Scientists at the University of Wisconsin have designed a semiconductor-based device that can trap individual electrons and align them, bringing practical quantum computing one step closer to reality.

Developed by Profs. Mark Eriksson and Bob Joynt from Wisconsin's physics department, Max Lagally from materials science and engineering and Dan van der Weide from electrical and computer engineering, the device uses quantum dots to hold electrons.

One of the major hurdles to building a working quantum computer is gathering enough bits. In this design, each of the quantum dots contains one electron. When they are aligned, the electrons become usable quantum bits, or qubits.

Unlike bits in a traditional computer, which represent a "1" or "0", qubits can exist as both at the same time. This is why, in theory, quantum computers can calculate all the possible solutions to a problem simultaneously instead of one by one. This is also why the government is interested in quantum computing for its potential cryptography applications.

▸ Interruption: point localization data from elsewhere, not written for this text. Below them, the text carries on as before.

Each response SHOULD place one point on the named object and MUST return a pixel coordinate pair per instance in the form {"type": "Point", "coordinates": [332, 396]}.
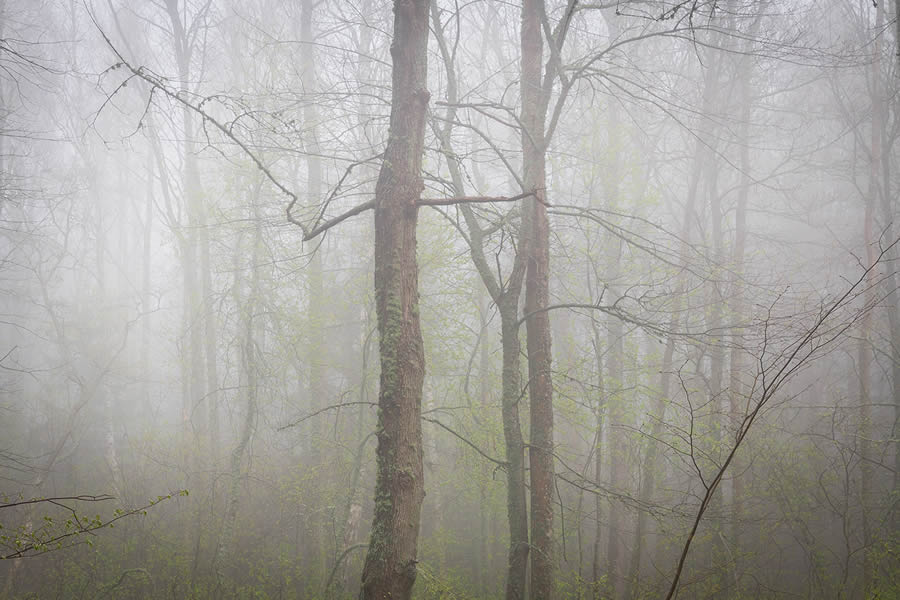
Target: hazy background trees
{"type": "Point", "coordinates": [717, 175]}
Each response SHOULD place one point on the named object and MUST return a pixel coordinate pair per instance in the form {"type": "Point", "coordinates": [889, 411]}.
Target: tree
{"type": "Point", "coordinates": [390, 568]}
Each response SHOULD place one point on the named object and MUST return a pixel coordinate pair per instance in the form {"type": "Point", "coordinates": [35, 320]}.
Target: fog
{"type": "Point", "coordinates": [552, 299]}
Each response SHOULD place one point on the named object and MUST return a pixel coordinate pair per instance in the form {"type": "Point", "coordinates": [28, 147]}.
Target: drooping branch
{"type": "Point", "coordinates": [472, 200]}
{"type": "Point", "coordinates": [794, 356]}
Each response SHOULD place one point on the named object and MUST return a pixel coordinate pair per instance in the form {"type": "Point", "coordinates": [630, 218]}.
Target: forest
{"type": "Point", "coordinates": [449, 299]}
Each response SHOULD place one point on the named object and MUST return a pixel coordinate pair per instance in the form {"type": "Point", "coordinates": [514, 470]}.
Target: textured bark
{"type": "Point", "coordinates": [537, 296]}
{"type": "Point", "coordinates": [865, 358]}
{"type": "Point", "coordinates": [390, 566]}
{"type": "Point", "coordinates": [507, 301]}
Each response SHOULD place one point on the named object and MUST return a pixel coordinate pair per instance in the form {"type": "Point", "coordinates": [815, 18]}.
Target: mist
{"type": "Point", "coordinates": [539, 300]}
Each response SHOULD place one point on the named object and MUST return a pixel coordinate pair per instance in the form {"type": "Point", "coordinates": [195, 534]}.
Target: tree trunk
{"type": "Point", "coordinates": [390, 568]}
{"type": "Point", "coordinates": [537, 296]}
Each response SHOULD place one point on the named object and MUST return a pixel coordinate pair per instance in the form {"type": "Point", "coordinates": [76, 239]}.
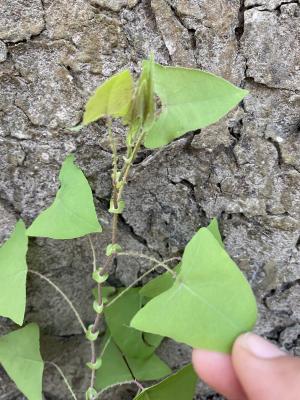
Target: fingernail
{"type": "Point", "coordinates": [259, 347]}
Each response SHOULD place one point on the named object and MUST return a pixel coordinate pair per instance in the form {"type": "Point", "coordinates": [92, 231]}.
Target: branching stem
{"type": "Point", "coordinates": [158, 264]}
{"type": "Point", "coordinates": [152, 259]}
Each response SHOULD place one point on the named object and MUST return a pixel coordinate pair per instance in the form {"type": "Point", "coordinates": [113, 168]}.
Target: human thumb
{"type": "Point", "coordinates": [264, 371]}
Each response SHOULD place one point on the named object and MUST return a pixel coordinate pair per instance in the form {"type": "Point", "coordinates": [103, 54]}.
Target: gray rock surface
{"type": "Point", "coordinates": [245, 169]}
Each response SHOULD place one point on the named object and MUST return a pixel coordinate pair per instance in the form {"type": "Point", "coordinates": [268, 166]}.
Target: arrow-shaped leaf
{"type": "Point", "coordinates": [112, 98]}
{"type": "Point", "coordinates": [163, 282]}
{"type": "Point", "coordinates": [210, 303]}
{"type": "Point", "coordinates": [13, 272]}
{"type": "Point", "coordinates": [179, 386]}
{"type": "Point", "coordinates": [118, 317]}
{"type": "Point", "coordinates": [191, 99]}
{"type": "Point", "coordinates": [21, 359]}
{"type": "Point", "coordinates": [116, 368]}
{"type": "Point", "coordinates": [72, 214]}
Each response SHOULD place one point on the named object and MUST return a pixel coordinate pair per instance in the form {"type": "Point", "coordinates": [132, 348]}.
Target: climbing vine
{"type": "Point", "coordinates": [202, 299]}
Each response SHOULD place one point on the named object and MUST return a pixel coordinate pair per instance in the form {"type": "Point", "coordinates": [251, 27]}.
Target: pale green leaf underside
{"type": "Point", "coordinates": [179, 386]}
{"type": "Point", "coordinates": [13, 272]}
{"type": "Point", "coordinates": [21, 359]}
{"type": "Point", "coordinates": [210, 303]}
{"type": "Point", "coordinates": [113, 98]}
{"type": "Point", "coordinates": [114, 368]}
{"type": "Point", "coordinates": [191, 99]}
{"type": "Point", "coordinates": [163, 282]}
{"type": "Point", "coordinates": [72, 214]}
{"type": "Point", "coordinates": [118, 317]}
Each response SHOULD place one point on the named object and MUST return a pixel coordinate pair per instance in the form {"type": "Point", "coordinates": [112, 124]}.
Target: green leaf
{"type": "Point", "coordinates": [13, 272]}
{"type": "Point", "coordinates": [163, 282]}
{"type": "Point", "coordinates": [112, 98]}
{"type": "Point", "coordinates": [112, 249]}
{"type": "Point", "coordinates": [118, 368]}
{"type": "Point", "coordinates": [179, 386]}
{"type": "Point", "coordinates": [142, 110]}
{"type": "Point", "coordinates": [191, 99]}
{"type": "Point", "coordinates": [118, 317]}
{"type": "Point", "coordinates": [210, 303]}
{"type": "Point", "coordinates": [108, 293]}
{"type": "Point", "coordinates": [114, 368]}
{"type": "Point", "coordinates": [159, 284]}
{"type": "Point", "coordinates": [21, 359]}
{"type": "Point", "coordinates": [72, 214]}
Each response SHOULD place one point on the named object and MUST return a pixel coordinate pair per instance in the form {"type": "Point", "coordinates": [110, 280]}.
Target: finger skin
{"type": "Point", "coordinates": [217, 371]}
{"type": "Point", "coordinates": [277, 378]}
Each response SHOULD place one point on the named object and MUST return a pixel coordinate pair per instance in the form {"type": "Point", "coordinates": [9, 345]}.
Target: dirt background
{"type": "Point", "coordinates": [245, 169]}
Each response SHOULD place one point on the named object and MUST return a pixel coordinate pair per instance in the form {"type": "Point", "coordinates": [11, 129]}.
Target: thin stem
{"type": "Point", "coordinates": [152, 259]}
{"type": "Point", "coordinates": [93, 253]}
{"type": "Point", "coordinates": [63, 376]}
{"type": "Point", "coordinates": [127, 166]}
{"type": "Point", "coordinates": [63, 295]}
{"type": "Point", "coordinates": [93, 360]}
{"type": "Point", "coordinates": [113, 386]}
{"type": "Point", "coordinates": [119, 180]}
{"type": "Point", "coordinates": [158, 264]}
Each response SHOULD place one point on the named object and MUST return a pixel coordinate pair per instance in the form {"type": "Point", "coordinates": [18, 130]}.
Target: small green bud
{"type": "Point", "coordinates": [76, 128]}
{"type": "Point", "coordinates": [98, 308]}
{"type": "Point", "coordinates": [98, 277]}
{"type": "Point", "coordinates": [96, 365]}
{"type": "Point", "coordinates": [112, 249]}
{"type": "Point", "coordinates": [90, 335]}
{"type": "Point", "coordinates": [91, 394]}
{"type": "Point", "coordinates": [119, 209]}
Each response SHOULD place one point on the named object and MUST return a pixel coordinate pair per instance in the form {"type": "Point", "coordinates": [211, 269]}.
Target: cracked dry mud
{"type": "Point", "coordinates": [245, 169]}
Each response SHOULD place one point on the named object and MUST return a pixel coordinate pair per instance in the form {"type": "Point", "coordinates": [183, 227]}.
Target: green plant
{"type": "Point", "coordinates": [204, 301]}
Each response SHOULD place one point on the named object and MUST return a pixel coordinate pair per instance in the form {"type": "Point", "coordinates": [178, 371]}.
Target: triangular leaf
{"type": "Point", "coordinates": [159, 284]}
{"type": "Point", "coordinates": [142, 110]}
{"type": "Point", "coordinates": [116, 368]}
{"type": "Point", "coordinates": [21, 359]}
{"type": "Point", "coordinates": [72, 214]}
{"type": "Point", "coordinates": [210, 303]}
{"type": "Point", "coordinates": [13, 271]}
{"type": "Point", "coordinates": [179, 386]}
{"type": "Point", "coordinates": [118, 317]}
{"type": "Point", "coordinates": [112, 98]}
{"type": "Point", "coordinates": [163, 282]}
{"type": "Point", "coordinates": [191, 99]}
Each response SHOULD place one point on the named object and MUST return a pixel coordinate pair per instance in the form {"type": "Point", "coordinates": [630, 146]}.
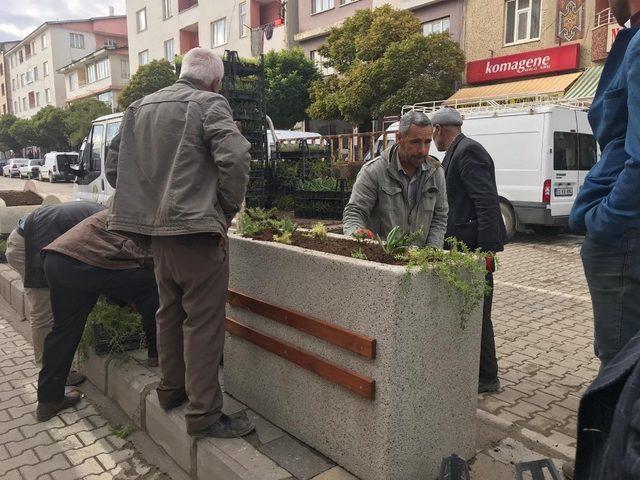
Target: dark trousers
{"type": "Point", "coordinates": [488, 360]}
{"type": "Point", "coordinates": [75, 288]}
{"type": "Point", "coordinates": [613, 276]}
{"type": "Point", "coordinates": [193, 276]}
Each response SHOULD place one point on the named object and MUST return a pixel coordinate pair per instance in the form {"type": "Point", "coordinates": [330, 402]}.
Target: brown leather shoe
{"type": "Point", "coordinates": [47, 410]}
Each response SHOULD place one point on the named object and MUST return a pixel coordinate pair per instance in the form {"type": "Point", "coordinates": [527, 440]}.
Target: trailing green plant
{"type": "Point", "coordinates": [398, 241]}
{"type": "Point", "coordinates": [359, 254]}
{"type": "Point", "coordinates": [119, 324]}
{"type": "Point", "coordinates": [462, 269]}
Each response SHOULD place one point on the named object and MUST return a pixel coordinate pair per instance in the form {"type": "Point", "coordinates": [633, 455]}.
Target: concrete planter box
{"type": "Point", "coordinates": [425, 366]}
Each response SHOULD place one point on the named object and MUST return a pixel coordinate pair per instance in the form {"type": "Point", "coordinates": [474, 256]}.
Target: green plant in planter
{"type": "Point", "coordinates": [318, 231]}
{"type": "Point", "coordinates": [119, 324]}
{"type": "Point", "coordinates": [464, 270]}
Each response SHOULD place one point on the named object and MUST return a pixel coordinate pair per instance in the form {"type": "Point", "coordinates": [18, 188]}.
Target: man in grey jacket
{"type": "Point", "coordinates": [180, 167]}
{"type": "Point", "coordinates": [402, 187]}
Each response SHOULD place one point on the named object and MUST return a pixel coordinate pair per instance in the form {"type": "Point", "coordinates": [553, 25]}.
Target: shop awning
{"type": "Point", "coordinates": [556, 84]}
{"type": "Point", "coordinates": [585, 87]}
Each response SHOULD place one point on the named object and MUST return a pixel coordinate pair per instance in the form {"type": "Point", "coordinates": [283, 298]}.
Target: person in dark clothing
{"type": "Point", "coordinates": [34, 232]}
{"type": "Point", "coordinates": [81, 265]}
{"type": "Point", "coordinates": [474, 217]}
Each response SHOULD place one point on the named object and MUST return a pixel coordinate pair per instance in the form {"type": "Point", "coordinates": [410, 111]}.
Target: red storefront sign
{"type": "Point", "coordinates": [538, 62]}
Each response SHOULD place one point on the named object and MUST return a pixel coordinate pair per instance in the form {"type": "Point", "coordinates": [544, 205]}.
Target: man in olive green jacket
{"type": "Point", "coordinates": [403, 187]}
{"type": "Point", "coordinates": [180, 167]}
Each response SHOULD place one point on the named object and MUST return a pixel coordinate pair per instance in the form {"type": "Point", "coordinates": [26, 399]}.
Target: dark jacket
{"type": "Point", "coordinates": [179, 164]}
{"type": "Point", "coordinates": [607, 205]}
{"type": "Point", "coordinates": [42, 227]}
{"type": "Point", "coordinates": [474, 207]}
{"type": "Point", "coordinates": [609, 420]}
{"type": "Point", "coordinates": [90, 242]}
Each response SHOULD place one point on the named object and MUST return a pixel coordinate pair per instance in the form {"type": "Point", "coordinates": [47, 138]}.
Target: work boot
{"type": "Point", "coordinates": [567, 470]}
{"type": "Point", "coordinates": [488, 386]}
{"type": "Point", "coordinates": [227, 427]}
{"type": "Point", "coordinates": [74, 379]}
{"type": "Point", "coordinates": [47, 410]}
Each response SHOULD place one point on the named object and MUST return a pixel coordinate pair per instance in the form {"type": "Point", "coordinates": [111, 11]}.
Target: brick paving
{"type": "Point", "coordinates": [543, 323]}
{"type": "Point", "coordinates": [77, 444]}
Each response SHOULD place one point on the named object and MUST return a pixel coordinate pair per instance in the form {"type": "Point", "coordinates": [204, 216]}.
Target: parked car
{"type": "Point", "coordinates": [12, 168]}
{"type": "Point", "coordinates": [31, 169]}
{"type": "Point", "coordinates": [55, 165]}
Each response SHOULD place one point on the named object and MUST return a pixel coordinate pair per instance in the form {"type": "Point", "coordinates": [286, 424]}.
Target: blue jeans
{"type": "Point", "coordinates": [613, 276]}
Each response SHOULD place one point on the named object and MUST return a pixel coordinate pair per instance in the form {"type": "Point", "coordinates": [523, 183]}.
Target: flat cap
{"type": "Point", "coordinates": [447, 116]}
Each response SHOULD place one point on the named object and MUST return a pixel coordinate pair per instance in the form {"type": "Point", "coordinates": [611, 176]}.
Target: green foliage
{"type": "Point", "coordinates": [463, 270]}
{"type": "Point", "coordinates": [119, 324]}
{"type": "Point", "coordinates": [148, 79]}
{"type": "Point", "coordinates": [6, 139]}
{"type": "Point", "coordinates": [318, 231]}
{"type": "Point", "coordinates": [359, 254]}
{"type": "Point", "coordinates": [79, 117]}
{"type": "Point", "coordinates": [384, 62]}
{"type": "Point", "coordinates": [122, 431]}
{"type": "Point", "coordinates": [50, 125]}
{"type": "Point", "coordinates": [288, 77]}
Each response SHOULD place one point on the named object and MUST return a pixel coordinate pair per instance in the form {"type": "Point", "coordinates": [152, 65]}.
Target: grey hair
{"type": "Point", "coordinates": [413, 118]}
{"type": "Point", "coordinates": [203, 66]}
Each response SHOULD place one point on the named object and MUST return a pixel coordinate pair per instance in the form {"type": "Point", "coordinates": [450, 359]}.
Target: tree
{"type": "Point", "coordinates": [288, 77]}
{"type": "Point", "coordinates": [24, 132]}
{"type": "Point", "coordinates": [50, 125]}
{"type": "Point", "coordinates": [149, 78]}
{"type": "Point", "coordinates": [6, 139]}
{"type": "Point", "coordinates": [383, 62]}
{"type": "Point", "coordinates": [79, 117]}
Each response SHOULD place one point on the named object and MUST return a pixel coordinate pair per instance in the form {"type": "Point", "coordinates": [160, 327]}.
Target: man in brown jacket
{"type": "Point", "coordinates": [80, 265]}
{"type": "Point", "coordinates": [180, 168]}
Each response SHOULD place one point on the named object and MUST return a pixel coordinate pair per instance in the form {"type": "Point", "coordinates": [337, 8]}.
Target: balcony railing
{"type": "Point", "coordinates": [605, 17]}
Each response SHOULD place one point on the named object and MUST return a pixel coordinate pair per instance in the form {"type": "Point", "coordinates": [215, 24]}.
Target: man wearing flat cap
{"type": "Point", "coordinates": [474, 216]}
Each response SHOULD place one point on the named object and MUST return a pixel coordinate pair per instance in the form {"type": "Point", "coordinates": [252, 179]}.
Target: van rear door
{"type": "Point", "coordinates": [561, 189]}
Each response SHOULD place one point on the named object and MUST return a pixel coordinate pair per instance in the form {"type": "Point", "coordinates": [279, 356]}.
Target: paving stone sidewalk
{"type": "Point", "coordinates": [543, 324]}
{"type": "Point", "coordinates": [77, 444]}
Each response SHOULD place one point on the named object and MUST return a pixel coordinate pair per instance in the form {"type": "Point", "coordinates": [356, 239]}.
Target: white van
{"type": "Point", "coordinates": [94, 187]}
{"type": "Point", "coordinates": [541, 155]}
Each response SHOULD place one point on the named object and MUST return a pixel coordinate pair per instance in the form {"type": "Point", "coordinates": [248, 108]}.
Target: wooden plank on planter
{"type": "Point", "coordinates": [359, 384]}
{"type": "Point", "coordinates": [341, 337]}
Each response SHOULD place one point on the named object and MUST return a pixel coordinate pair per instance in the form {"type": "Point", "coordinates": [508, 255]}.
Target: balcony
{"type": "Point", "coordinates": [604, 33]}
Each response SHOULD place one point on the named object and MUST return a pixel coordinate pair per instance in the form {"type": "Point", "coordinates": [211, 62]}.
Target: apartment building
{"type": "Point", "coordinates": [5, 78]}
{"type": "Point", "coordinates": [101, 74]}
{"type": "Point", "coordinates": [35, 61]}
{"type": "Point", "coordinates": [521, 47]}
{"type": "Point", "coordinates": [164, 28]}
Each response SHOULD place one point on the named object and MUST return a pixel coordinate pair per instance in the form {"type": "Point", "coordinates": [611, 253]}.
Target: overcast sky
{"type": "Point", "coordinates": [18, 18]}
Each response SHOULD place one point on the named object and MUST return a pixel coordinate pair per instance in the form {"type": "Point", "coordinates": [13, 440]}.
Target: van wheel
{"type": "Point", "coordinates": [509, 219]}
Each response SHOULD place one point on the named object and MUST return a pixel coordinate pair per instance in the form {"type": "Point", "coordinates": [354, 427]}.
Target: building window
{"type": "Point", "coordinates": [167, 11]}
{"type": "Point", "coordinates": [318, 6]}
{"type": "Point", "coordinates": [436, 26]}
{"type": "Point", "coordinates": [168, 50]}
{"type": "Point", "coordinates": [143, 57]}
{"type": "Point", "coordinates": [124, 68]}
{"type": "Point", "coordinates": [76, 40]}
{"type": "Point", "coordinates": [141, 19]}
{"type": "Point", "coordinates": [219, 32]}
{"type": "Point", "coordinates": [244, 20]}
{"type": "Point", "coordinates": [522, 21]}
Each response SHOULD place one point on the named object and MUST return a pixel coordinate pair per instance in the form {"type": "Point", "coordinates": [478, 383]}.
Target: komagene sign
{"type": "Point", "coordinates": [538, 62]}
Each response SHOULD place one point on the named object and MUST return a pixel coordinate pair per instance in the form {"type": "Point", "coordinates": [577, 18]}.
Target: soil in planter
{"type": "Point", "coordinates": [337, 246]}
{"type": "Point", "coordinates": [14, 198]}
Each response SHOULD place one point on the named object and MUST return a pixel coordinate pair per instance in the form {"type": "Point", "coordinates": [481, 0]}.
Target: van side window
{"type": "Point", "coordinates": [565, 151]}
{"type": "Point", "coordinates": [97, 136]}
{"type": "Point", "coordinates": [588, 151]}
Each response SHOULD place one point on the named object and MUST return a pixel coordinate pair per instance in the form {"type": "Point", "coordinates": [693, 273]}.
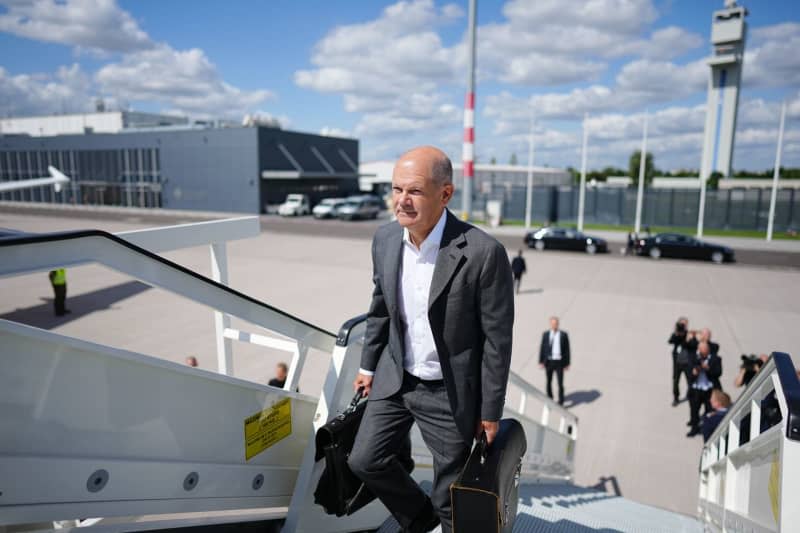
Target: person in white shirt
{"type": "Point", "coordinates": [437, 348]}
{"type": "Point", "coordinates": [554, 357]}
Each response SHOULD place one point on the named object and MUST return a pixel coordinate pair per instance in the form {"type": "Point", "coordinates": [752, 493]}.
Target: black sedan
{"type": "Point", "coordinates": [565, 239]}
{"type": "Point", "coordinates": [684, 247]}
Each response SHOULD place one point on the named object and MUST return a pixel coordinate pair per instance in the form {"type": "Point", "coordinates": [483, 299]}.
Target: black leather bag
{"type": "Point", "coordinates": [339, 491]}
{"type": "Point", "coordinates": [485, 495]}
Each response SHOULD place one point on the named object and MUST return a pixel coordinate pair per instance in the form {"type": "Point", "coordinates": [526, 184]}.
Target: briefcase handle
{"type": "Point", "coordinates": [483, 445]}
{"type": "Point", "coordinates": [353, 403]}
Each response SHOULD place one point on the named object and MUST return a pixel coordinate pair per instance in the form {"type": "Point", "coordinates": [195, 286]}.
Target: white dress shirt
{"type": "Point", "coordinates": [414, 287]}
{"type": "Point", "coordinates": [555, 345]}
{"type": "Point", "coordinates": [702, 382]}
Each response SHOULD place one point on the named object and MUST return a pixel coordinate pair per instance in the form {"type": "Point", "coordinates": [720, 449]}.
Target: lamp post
{"type": "Point", "coordinates": [642, 165]}
{"type": "Point", "coordinates": [776, 174]}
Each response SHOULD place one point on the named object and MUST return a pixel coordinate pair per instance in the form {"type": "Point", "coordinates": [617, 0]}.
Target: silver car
{"type": "Point", "coordinates": [360, 207]}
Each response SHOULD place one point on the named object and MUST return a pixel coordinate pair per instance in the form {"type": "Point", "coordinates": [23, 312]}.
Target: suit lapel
{"type": "Point", "coordinates": [449, 258]}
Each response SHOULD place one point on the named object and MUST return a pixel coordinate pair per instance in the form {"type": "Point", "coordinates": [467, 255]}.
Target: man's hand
{"type": "Point", "coordinates": [489, 427]}
{"type": "Point", "coordinates": [363, 381]}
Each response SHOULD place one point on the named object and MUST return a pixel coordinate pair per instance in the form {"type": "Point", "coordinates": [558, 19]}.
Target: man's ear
{"type": "Point", "coordinates": [447, 192]}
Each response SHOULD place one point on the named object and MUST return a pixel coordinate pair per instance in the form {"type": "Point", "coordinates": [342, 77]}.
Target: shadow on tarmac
{"type": "Point", "coordinates": [43, 315]}
{"type": "Point", "coordinates": [582, 396]}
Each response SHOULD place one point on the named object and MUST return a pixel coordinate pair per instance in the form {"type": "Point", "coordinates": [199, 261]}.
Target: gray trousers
{"type": "Point", "coordinates": [385, 425]}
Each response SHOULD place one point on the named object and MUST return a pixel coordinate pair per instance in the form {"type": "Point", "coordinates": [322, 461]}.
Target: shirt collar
{"type": "Point", "coordinates": [434, 238]}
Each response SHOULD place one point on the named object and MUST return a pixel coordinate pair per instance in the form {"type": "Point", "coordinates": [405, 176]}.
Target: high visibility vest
{"type": "Point", "coordinates": [60, 277]}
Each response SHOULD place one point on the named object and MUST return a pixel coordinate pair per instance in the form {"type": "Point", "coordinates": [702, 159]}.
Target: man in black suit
{"type": "Point", "coordinates": [679, 366]}
{"type": "Point", "coordinates": [518, 268]}
{"type": "Point", "coordinates": [437, 348]}
{"type": "Point", "coordinates": [694, 338]}
{"type": "Point", "coordinates": [704, 377]}
{"type": "Point", "coordinates": [720, 402]}
{"type": "Point", "coordinates": [554, 357]}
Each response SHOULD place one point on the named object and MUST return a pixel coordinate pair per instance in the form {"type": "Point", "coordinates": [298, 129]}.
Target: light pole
{"type": "Point", "coordinates": [468, 149]}
{"type": "Point", "coordinates": [582, 191]}
{"type": "Point", "coordinates": [642, 164]}
{"type": "Point", "coordinates": [776, 175]}
{"type": "Point", "coordinates": [529, 190]}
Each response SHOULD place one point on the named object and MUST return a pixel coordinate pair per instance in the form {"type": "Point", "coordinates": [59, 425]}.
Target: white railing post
{"type": "Point", "coordinates": [219, 273]}
{"type": "Point", "coordinates": [296, 367]}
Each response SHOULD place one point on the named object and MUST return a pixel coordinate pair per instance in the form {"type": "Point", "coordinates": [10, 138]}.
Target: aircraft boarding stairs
{"type": "Point", "coordinates": [144, 444]}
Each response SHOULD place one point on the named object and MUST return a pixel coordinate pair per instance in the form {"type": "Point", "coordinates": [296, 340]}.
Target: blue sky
{"type": "Point", "coordinates": [393, 73]}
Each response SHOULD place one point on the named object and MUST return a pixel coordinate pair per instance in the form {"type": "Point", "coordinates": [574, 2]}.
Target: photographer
{"type": "Point", "coordinates": [680, 359]}
{"type": "Point", "coordinates": [751, 364]}
{"type": "Point", "coordinates": [706, 368]}
{"type": "Point", "coordinates": [694, 338]}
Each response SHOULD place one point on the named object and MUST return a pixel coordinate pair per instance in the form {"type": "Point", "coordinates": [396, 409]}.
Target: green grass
{"type": "Point", "coordinates": [708, 232]}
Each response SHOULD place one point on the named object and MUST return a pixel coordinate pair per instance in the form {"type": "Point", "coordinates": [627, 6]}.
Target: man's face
{"type": "Point", "coordinates": [418, 200]}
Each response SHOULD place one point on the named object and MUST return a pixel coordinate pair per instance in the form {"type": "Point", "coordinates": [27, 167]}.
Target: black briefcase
{"type": "Point", "coordinates": [339, 491]}
{"type": "Point", "coordinates": [485, 495]}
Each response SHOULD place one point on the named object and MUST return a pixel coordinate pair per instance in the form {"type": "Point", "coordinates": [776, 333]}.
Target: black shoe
{"type": "Point", "coordinates": [426, 521]}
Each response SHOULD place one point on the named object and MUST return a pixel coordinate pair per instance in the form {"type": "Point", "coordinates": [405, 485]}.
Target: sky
{"type": "Point", "coordinates": [393, 74]}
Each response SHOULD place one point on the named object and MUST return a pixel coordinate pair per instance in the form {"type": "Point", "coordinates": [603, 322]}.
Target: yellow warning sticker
{"type": "Point", "coordinates": [774, 486]}
{"type": "Point", "coordinates": [264, 429]}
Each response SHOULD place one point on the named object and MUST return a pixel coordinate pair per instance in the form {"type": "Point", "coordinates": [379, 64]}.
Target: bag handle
{"type": "Point", "coordinates": [354, 402]}
{"type": "Point", "coordinates": [483, 444]}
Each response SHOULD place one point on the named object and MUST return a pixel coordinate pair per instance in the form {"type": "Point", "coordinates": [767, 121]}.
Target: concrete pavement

The device designed by the Wisconsin team uses layers of semiconductor materials and electrostatic forces to squeeze a single electron into place within each quantum dot. According to the design, a large number of dots are then aligned with their captured electrons separated by only one one-thousandth the width of a human hair.

Next up for the Wisconsin team is actually building the device, a process that has already begun.

Quantum computing is considered a type of holy grail for some researchers, while others have written the idea of a working quantum computer off as impossible. For now, while theories and designs abound, no one has built one.

A team made up of researchers from the University of Michigan, MIT and NIST proposed an architecture for a quantum computing in the June 13 issue of Nature. Their plan called for a quantum charge-coupled device (QCCD) consisting of a large number of interconnected atom traps. A combination of radiofrequency and quasistatic electric fields would be used to change the operating voltages of the traps, confining a few charged atoms in each trap or shuttling them from trap to trap, and the traps can be combined to form complex structures.

Ion trap technology is the only system that has shown in a lab to have all the ingredients necessary for quantum computing, but it's not clear whether the ion trap system is scalable in practice.